While some sectors suffered during the pandemic, this was not the case for the Dollarama retailer, which saw an increase in its sales as well as the salaries of its key executives, who raised a total sum of more than $ 13 million during the last exercise.
This is what emerges from the solicitation circular sent to shareholders for the June 9th meeting, which will only take place online.
President and CEO Neil Rousey reported compensation of $ 6.8 million, an increase of 79% year-on-year. This includes a base salary of $ 1.2 million, option-based bonuses of more than $ 3 million and a grant of $ 1.9 million.
In total, the five main CEOs received bonuses of $ 3.5 million, which were detailed in the post.
“In addition to managing a very specific crisis throughout 2020, the Board of Directors has made progress on […] Chairman Stephen Dunn said the board revamp, succession planning and executive compensation, to provide long-term benefits and profitability.
Dollarama Executive Incentive Compensation is paid on the basis of growth in Earning Before Interest and Taxes (EBITDA), store sales and net number of new stores.
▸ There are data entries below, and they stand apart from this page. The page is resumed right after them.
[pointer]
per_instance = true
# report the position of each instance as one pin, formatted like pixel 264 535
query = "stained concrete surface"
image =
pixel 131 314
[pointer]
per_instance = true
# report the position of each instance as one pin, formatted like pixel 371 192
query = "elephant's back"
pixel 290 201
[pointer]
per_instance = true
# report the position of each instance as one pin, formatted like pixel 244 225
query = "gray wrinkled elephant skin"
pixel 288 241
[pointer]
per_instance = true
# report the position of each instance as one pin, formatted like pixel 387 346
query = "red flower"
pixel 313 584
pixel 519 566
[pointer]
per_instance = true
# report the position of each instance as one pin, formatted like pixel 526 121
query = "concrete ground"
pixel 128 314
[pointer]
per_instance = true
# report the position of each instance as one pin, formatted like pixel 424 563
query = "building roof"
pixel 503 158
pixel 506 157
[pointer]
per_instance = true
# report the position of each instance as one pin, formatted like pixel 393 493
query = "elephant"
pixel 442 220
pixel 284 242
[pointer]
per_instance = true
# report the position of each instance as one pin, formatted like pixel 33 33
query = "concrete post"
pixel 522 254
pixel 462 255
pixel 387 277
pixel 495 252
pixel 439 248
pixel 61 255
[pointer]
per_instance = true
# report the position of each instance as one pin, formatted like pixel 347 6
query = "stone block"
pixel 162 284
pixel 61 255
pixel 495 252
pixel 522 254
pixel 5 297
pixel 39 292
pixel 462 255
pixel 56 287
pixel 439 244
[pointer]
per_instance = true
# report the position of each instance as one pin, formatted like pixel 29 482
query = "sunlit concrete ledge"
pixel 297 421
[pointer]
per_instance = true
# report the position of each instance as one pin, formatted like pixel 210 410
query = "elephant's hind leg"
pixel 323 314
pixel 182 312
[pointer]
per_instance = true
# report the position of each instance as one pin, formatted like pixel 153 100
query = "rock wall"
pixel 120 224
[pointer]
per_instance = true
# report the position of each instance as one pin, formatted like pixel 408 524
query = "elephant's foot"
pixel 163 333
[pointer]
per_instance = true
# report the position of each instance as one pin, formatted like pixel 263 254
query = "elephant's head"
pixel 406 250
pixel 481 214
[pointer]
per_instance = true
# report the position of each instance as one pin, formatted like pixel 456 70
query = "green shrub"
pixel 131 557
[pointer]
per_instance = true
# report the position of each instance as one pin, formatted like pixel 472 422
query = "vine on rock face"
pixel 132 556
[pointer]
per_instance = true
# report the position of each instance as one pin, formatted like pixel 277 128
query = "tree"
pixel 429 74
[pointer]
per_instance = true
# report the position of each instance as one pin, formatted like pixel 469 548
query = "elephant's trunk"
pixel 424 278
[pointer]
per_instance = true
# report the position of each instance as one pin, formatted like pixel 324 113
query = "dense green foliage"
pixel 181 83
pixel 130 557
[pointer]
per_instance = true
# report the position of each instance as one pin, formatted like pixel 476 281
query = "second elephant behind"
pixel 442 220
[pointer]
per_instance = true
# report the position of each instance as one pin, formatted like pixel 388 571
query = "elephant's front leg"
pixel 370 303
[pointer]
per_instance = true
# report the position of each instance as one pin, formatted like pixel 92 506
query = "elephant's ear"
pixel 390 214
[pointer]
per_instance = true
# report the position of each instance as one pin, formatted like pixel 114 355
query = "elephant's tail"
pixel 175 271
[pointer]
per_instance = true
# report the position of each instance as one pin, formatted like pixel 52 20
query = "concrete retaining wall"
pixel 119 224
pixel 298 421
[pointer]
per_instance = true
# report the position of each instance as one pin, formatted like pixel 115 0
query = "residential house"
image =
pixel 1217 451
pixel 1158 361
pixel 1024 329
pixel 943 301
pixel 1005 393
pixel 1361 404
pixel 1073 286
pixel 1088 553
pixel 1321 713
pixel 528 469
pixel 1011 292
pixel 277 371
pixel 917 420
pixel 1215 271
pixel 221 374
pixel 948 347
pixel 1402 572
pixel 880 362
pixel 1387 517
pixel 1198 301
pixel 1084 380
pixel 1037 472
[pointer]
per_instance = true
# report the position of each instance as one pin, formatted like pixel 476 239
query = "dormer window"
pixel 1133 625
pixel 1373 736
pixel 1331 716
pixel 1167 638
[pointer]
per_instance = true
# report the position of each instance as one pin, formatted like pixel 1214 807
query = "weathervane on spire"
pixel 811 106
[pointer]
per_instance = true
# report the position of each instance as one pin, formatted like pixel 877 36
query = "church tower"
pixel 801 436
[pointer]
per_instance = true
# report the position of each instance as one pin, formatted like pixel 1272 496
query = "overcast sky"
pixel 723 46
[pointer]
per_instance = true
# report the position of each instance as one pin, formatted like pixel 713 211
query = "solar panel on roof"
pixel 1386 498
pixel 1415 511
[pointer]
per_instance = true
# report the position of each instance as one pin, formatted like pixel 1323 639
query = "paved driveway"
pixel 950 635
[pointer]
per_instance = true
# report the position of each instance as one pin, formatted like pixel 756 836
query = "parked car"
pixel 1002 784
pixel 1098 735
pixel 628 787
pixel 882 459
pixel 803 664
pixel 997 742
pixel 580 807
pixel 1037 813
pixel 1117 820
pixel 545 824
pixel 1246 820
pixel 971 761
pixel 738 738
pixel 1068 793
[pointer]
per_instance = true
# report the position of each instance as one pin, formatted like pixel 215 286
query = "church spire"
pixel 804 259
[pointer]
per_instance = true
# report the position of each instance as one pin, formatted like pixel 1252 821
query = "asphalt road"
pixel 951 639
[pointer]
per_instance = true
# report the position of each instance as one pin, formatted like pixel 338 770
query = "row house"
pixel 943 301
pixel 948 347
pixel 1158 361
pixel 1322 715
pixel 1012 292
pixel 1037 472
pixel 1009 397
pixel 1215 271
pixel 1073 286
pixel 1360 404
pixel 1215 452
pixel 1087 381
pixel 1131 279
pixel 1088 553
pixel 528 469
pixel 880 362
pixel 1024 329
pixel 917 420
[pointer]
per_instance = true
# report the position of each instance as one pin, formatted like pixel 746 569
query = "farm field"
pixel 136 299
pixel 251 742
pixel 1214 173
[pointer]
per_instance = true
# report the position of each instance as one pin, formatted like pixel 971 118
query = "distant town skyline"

During the past financial year, which took place in the midst of a pandemic, and despite various health restrictions and closures, the company saw a 6.3% increase in sales to $ 4.03 billion.
“The board couldn’t be happier with the way management is doing and more than 20,000 employees have adapted to serve Canadians under difficult circumstances,” said Mr. Dunn.
Despite this good performance, remember that last December, GRI Investments, a company controlled by a Russian family, liquidated more than $ 46 million of the company’s shares. A Russian Foundation sold $ 86.5 million of shares.
The family then indicated that this sale allowed the institution to “diversify financially” and finance “the existing obligations of various charitable societies.”